John passò una mano intorno alla vita di Sherlock e s’aggrappò al tessuto della sua camicia.

 

I due compagni d’avventura si staccarono guardandosi negli occhi mentre assaporavano la sensazione di rinascita che si era creata nei loro corpi.

Il dottor Watson non lo lasciò ancora andare, si limitò ad abbracciarlo fortemente.

-Puoi fare un’ultimissima cosa per me, si? Non te ne andare…Non lasciarmi, Sherlock. Ti prego, resta. Puoi- Puoi farlo per me?-

Non era la prima volta che gli veniva chiesta una cosa del genere.

L’ultima volta era tornato alla vita per lui.

-John, Io…-

-Holmes!- lo  richiamò Mycroft  a pochi metri dai due.

John aveva voglia di piangere.

Negli occhi azzurri del detective vedeva riflessa la realtà portata in vita da Mycroft.
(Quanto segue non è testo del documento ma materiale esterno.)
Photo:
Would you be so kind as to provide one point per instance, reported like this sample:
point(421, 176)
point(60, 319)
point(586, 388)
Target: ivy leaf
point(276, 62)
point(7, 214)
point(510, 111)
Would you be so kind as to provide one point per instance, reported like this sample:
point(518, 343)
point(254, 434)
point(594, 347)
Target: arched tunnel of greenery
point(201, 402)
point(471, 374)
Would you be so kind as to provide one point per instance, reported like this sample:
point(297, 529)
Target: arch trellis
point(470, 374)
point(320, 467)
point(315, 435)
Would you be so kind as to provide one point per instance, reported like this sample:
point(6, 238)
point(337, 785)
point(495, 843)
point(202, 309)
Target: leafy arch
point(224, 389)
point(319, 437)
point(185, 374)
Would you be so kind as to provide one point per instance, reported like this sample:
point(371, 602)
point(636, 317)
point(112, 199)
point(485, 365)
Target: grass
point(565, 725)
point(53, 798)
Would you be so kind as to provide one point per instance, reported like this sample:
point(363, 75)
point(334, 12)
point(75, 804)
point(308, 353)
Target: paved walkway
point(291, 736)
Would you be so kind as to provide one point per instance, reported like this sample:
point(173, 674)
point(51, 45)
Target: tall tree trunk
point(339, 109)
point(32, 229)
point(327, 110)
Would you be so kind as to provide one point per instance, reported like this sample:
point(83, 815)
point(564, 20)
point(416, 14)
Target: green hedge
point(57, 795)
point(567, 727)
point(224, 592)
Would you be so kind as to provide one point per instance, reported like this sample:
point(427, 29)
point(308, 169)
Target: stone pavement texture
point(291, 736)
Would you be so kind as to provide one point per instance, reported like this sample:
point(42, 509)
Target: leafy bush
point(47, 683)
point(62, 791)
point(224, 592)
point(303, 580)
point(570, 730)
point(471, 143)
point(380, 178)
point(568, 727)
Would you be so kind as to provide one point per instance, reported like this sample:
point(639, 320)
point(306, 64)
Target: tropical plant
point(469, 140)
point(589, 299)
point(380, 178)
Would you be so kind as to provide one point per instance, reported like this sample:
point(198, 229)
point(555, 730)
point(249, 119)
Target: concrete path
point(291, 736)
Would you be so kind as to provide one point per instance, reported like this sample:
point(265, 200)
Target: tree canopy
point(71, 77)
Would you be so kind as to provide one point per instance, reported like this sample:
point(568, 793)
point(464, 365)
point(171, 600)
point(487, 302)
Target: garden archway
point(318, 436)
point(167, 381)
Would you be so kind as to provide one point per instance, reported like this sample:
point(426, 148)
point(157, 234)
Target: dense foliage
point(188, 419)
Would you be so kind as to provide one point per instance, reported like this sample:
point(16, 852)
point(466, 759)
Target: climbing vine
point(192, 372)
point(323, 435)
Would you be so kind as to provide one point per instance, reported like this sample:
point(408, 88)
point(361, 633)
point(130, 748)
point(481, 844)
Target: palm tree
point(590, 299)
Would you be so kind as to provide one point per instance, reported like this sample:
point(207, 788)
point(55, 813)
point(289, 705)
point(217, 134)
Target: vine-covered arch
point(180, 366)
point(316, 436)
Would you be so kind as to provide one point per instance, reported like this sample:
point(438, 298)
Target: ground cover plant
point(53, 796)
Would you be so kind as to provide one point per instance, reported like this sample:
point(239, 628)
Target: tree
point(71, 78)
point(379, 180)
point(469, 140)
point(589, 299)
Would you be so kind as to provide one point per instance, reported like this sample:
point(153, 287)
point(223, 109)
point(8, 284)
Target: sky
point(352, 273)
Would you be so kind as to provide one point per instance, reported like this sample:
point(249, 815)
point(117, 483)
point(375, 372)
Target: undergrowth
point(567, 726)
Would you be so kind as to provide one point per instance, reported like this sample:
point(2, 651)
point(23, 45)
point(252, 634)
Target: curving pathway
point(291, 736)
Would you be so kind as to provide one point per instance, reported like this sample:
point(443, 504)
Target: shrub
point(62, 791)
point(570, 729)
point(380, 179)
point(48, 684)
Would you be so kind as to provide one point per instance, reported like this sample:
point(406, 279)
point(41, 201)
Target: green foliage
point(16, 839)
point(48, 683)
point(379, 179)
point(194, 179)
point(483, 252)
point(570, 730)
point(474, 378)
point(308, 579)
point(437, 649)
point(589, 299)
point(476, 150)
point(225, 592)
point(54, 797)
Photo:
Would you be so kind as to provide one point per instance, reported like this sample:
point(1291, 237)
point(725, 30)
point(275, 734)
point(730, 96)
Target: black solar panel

Quel bacio era stato solo una parentesi. Una parentesi che si era conclusa in una manciata d’interminabili secondi.

Non voleva lasciarlo andare. Era come abbandonare una parte di se stesso.

Sherlock si girò verso la voce che lo chiamava e poi volse lo sguardo lucido di nuovo sugli occhi lacrimanti di John.
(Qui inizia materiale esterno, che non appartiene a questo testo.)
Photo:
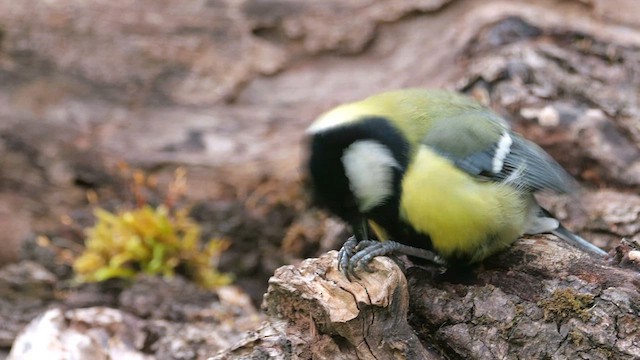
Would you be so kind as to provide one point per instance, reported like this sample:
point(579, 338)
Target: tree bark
point(541, 299)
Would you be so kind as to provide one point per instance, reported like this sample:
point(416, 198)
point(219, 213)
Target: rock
point(25, 289)
point(91, 333)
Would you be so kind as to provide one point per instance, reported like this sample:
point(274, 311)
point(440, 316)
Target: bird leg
point(354, 255)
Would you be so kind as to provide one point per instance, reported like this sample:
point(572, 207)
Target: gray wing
point(525, 166)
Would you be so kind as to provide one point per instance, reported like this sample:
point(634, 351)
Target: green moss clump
point(149, 240)
point(565, 304)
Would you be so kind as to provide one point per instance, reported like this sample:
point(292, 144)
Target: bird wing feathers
point(500, 155)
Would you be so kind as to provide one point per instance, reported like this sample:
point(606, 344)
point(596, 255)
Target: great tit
point(434, 174)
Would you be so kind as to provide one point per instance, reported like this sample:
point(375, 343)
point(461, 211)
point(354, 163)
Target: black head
point(355, 169)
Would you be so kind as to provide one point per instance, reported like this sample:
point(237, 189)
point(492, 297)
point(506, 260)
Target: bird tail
point(575, 240)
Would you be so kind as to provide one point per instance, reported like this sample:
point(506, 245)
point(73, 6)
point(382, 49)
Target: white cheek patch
point(504, 147)
point(369, 167)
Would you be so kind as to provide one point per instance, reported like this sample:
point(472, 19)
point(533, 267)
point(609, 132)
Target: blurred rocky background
point(90, 91)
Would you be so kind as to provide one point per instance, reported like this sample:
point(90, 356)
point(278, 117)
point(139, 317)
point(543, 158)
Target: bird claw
point(356, 255)
point(344, 256)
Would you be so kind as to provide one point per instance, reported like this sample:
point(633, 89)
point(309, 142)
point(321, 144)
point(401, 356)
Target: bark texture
point(538, 300)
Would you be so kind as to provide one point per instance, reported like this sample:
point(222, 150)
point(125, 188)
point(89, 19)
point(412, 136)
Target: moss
point(565, 304)
point(160, 240)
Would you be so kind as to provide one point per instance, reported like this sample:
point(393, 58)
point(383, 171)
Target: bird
point(432, 174)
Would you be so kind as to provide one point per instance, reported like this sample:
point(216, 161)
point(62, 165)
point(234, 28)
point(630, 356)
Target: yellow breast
point(464, 217)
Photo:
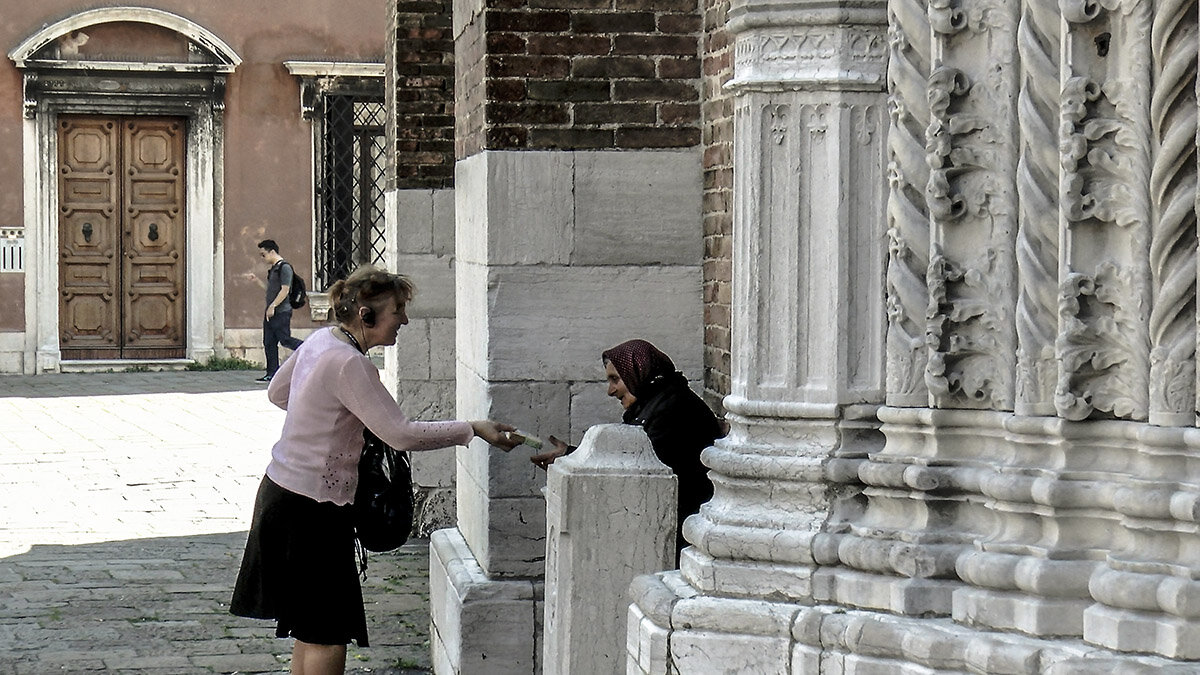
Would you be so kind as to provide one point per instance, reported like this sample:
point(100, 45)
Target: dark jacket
point(681, 425)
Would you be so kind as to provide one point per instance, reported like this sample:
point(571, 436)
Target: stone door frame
point(193, 90)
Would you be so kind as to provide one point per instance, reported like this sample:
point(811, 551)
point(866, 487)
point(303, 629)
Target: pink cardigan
point(330, 390)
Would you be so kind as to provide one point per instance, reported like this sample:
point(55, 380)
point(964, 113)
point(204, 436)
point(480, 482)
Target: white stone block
point(592, 405)
point(411, 353)
point(516, 531)
point(433, 469)
point(481, 625)
point(695, 651)
point(435, 279)
point(472, 321)
point(637, 208)
point(429, 400)
point(611, 509)
point(414, 221)
point(442, 350)
point(514, 208)
point(443, 222)
point(582, 311)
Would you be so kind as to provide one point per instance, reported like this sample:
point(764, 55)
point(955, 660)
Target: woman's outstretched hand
point(497, 434)
point(545, 459)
Mary intanto aveva raggiunto il dottor Watson e lo abbracciava come una degna moglie affettuosa farebbe con il proprio marito.

John però sembrava non curarsene…L’unica cosa di cui davvero gli importava era Sherlock che si allontanava sempre di più da lui.

Sherlock s’incamminava verso l’aereo…Non si voltò indietro.

Addio, John.

E forse non sarebbe mai più tornato.

John lo osservava ancora con gli occhi bagnati dalle lacrime.

Si stampò in mente lo sguardo che il detective gli lanciò prima di salire sull’aereo.

Si, i suoi occhi parlavano.

E forse in quell’unico, preciso istante, l’aveva visto piangere.

Gli bastò quella frazione di secondo per capire tutto quello che quegli occhi che tanto amava erano riusciti a dirgli con un solo sguardo.

Poi il suo telefono vibrò.

Il dottore lo afferrò dalla tasca del suo giacchetto.

 

DOPOTUTT O I L GIOCO, RICORD A, NON FINISCE M AI,  JO HN.